As we’re seeing, digital technology in the supply chain enables end-to-end decision-making, visibility into supply-demand information across the network and supports the operational level response in plants, DCs and retail stores. Many organizations have challenges based on legacy processes and systems, possibly decades old, which could significantly hinder the implementation of new data-driven technologies. In fact, industry experts estimate that 35 to 40 percent of all data in supply chain systems is faulty. 

Many organizations operate today with data that is stored in silos, incompatibly formatted, difficult to access and hard to analyze in a comprehensive fashion. To overcome these barriers, it can be productive to engage a third party to find out why things are the way they are, and what can be done about it. 

See also: Does the Future Belong to E-truck?

5 big questions to ask

Organizations hoping to tap the benefits of emerging technology face these difficult questions. Thus, as supply chain experts, make sure you know the answers to these questions. 

  • Why share your data? 

Sharing data with third parties and vendors will be necessary for implementation of blockchain and AI-assisted decision making processes. Most organizations won’t have the capabilities to support these activities internally. Shared data will flow to vendors for analysis and use in the applications. While due diligence is required, any organization that won’t share data is effectively opting out of the mainstream supply chain. 

  • When is the right time to share your data? 

Before your organization embarks on a new technology initiative, it’s essential to make sure your data stream is ready in terms of completeness and accuracy. It’s always a good time to share targeted, relevant data with trusted partners. 

  • Are you measuring the right things? 

While traditional KPIs are still important, it’s essential to understand which data is most valuable to drive decision-making. An experienced Enterprise Logistics Provider will help you home in on the key business drivers and identify those aspects that can be a lower priority. 

  • Do you know what your data is telling you? 

For shippers, reports like a least-cost carrier report drive further analysis. There might be many valid reasons why the lowest-cost carrier wasn’t used. Perhaps you’re focused on meeting service level agreements. Or the lowest-cost carrier couldn’t meet specialized parameters of the load. Legacy strategies focused on cost reduction and resource optimization must give way to a culture focused on creativity, resilience and problem-solving. Using optimization software and simulation tools can reveal options that drive structural changes to ensure the lowest landed cost to the customer. 

  • Can you trust who is reading your data? 

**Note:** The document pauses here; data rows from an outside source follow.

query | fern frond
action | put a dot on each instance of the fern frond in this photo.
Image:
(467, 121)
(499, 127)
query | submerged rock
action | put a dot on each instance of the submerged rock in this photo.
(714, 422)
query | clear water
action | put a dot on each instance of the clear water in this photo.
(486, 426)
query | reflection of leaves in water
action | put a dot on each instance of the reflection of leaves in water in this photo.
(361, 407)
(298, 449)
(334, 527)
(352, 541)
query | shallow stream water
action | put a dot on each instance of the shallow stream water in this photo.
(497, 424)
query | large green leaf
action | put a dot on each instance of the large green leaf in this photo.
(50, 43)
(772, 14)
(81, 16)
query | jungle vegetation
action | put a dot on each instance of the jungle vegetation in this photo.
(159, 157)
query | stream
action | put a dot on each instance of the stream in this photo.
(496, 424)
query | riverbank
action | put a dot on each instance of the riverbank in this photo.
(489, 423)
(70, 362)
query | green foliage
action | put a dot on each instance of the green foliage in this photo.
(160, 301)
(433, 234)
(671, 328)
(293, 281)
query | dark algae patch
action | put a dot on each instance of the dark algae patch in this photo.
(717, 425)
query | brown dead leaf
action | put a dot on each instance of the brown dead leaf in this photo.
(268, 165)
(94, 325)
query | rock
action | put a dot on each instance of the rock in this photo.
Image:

When you have clean data, the information will drive tactical and strategic decisions that will support predictive analytics and demand forecasting to drive operational efficiencies. Importantly, this information also fuels additional efficiencies through prescriptive analytics to automate decision-making by evaluating the best solution in complex environments. You need a partner to trust to interpret your valuable data, and that partner must take data security seriously, placing utmost priority on compliance with federal and state guidelines and regulations. 

Emerging technologies are rapidly transforming the future of supply chain. Business, as we know it today, is changing. But we can’t get there without genuinely reexamining how we collect, manage and analyze information. Leaders who understand what they need to change within their organizations to optimize these new technologies will emerge as survivors and leaders.